The deployment is being sponsored by FibreStream and amazingly the groundworks were completed by the lifeboat crew literally digging their own fibre, which will surely win some credit from the Do-it-Yourself (DiY) crowd.

FibreStream's Guy Jarvis recently told

"The FibreStream approach is based on understanding that networks are about people first and technology second (though we love the geeky stuff too!).
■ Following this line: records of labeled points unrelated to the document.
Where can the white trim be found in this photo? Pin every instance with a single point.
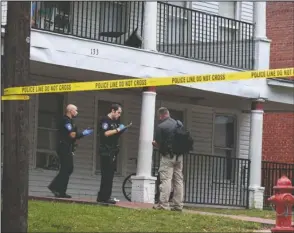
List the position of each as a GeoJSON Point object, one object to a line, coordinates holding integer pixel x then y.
{"type": "Point", "coordinates": [280, 83]}
{"type": "Point", "coordinates": [34, 162]}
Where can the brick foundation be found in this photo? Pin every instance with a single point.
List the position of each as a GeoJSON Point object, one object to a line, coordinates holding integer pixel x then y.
{"type": "Point", "coordinates": [278, 128]}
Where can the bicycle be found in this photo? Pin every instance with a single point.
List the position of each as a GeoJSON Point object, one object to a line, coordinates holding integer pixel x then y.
{"type": "Point", "coordinates": [128, 180]}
A key part of our worldview is that we support community interest or mutual ownership of the monopoly elements of Next Gen Access, that is what NextGenUs is all about - future-proofing the terms of trade in the interests of those who use, benefit from and ultimately pay for FttH.

A related focus for FibreStream is the dreaded rural NotSpot/CrapSpot - people and businesses based in rural areas have a convincing argument that they need decent connectivity more than their urban cousins, yet rural areas are badly served by 1st gen broadband (ie ADSL) today. Whether urban or rural, FibreStream seeks to build and operate FttH (including using Wi-Fi where appropriate) wherever local communities demand service in sufficient numbers to warrant the investment."

Additional credit should go to Emtelle, Steve Medcalf Builders and Pharos Films for helping to sponsor and deploy the system. FibreStream has also offered special thanks to ScrewFix for providing the PPE (Personal Protective Equipment).

UPDATE - 17th August 2009:

Here's another video of the same work:


FibreStream tells us that this is a 'First Mile' FTTH deployment - as the project expands it will cover 7km to the next settlement and 10km+ to the next village.